Faults are common-place and inevitable in today's applications. Hence,
automated techniques are necessary to locate faults by analyzing failed
executions. For applications that are critical and for which down time is
highly detrimental, techniques for surviving software failures and letting
the execution continue are desired. These problems are more challenging
when applied to programs that are multithreaded and long-running. In this
talk, I will present techniques for fault location and avoidance in
programs which can be multi-threaded and long-running.
For locating faults in programs, dynamic slices have been shown to be very
effective in reducing the effort of debugging. While prior work has
primarily focused on single-threaded programs, in this talk I will how
dynamic slicing can be used for fault location in multithreaded programs.

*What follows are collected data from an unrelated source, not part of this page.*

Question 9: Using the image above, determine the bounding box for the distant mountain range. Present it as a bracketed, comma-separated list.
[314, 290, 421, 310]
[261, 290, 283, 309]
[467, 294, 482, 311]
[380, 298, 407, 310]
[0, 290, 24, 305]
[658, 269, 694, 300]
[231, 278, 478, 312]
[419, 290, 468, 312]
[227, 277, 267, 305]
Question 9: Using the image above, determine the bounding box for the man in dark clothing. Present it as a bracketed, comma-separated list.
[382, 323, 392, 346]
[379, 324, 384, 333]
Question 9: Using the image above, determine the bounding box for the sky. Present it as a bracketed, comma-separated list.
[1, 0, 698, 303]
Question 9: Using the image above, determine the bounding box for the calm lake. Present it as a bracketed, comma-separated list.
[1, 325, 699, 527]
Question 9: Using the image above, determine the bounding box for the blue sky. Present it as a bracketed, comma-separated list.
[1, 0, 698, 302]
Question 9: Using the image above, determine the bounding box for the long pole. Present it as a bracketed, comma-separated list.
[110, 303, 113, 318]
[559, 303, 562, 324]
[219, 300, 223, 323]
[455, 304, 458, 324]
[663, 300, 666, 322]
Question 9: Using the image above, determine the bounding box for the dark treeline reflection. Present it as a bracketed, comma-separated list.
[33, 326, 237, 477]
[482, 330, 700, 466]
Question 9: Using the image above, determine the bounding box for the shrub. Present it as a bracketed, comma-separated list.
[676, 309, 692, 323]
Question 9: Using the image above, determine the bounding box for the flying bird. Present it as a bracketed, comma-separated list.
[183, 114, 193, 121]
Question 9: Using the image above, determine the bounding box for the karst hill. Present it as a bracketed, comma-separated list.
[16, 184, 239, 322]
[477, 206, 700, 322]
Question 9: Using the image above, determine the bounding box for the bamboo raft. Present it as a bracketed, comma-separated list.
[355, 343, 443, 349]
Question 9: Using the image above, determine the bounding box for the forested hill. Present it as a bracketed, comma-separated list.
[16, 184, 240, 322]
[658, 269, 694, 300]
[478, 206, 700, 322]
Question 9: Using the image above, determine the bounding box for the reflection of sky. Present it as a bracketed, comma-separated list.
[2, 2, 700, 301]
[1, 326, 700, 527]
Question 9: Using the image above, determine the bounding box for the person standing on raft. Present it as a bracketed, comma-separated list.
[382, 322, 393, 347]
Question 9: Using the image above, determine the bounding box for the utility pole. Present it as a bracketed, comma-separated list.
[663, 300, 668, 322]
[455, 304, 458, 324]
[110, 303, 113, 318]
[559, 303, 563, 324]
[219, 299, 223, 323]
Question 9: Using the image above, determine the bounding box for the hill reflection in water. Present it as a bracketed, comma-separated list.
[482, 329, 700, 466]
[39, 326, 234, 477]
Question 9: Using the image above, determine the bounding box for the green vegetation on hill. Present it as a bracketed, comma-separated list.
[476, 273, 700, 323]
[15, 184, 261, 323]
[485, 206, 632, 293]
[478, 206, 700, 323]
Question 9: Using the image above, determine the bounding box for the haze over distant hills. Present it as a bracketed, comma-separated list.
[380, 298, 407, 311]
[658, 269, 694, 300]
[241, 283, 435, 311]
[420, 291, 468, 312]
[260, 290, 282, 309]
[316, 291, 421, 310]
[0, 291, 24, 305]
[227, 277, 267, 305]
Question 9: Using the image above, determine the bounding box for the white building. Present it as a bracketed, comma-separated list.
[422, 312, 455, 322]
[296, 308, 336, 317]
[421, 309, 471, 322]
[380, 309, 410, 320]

I will show dynamic slices can be used to track down faults due to data
races in multithreaded programs by incorporating additional data
dependences that arise in the presence of many threads. I will discuss a compact trace representation that can be used to efficiently store
dependence traces which are necessary to construct the dynamic slice. I
will then describe a framework for tracing that achieves its scalability
via checkpointing/logging based collection of traces. The collected traces
only contain the dynamic information relevant to the fault and are hence
highly compact. We have successfully employed this framework in tracing
long-running multithreaded applications.
For fault avoidance, I will present a technique to recover applications
from a class of faults that are caused by the execution environment. The
technique survives a fault by rolling back the execution to an appropriate
program execution point and re-executing the code region under a modified
environment. The technique can also prevent the fault from occurring again
in the future by learning from the first occurrence. This technique has
been successfully used to avoid faults, in a variety of applications,
caused due to thread scheduling, heap overflow, and malformed user
requests.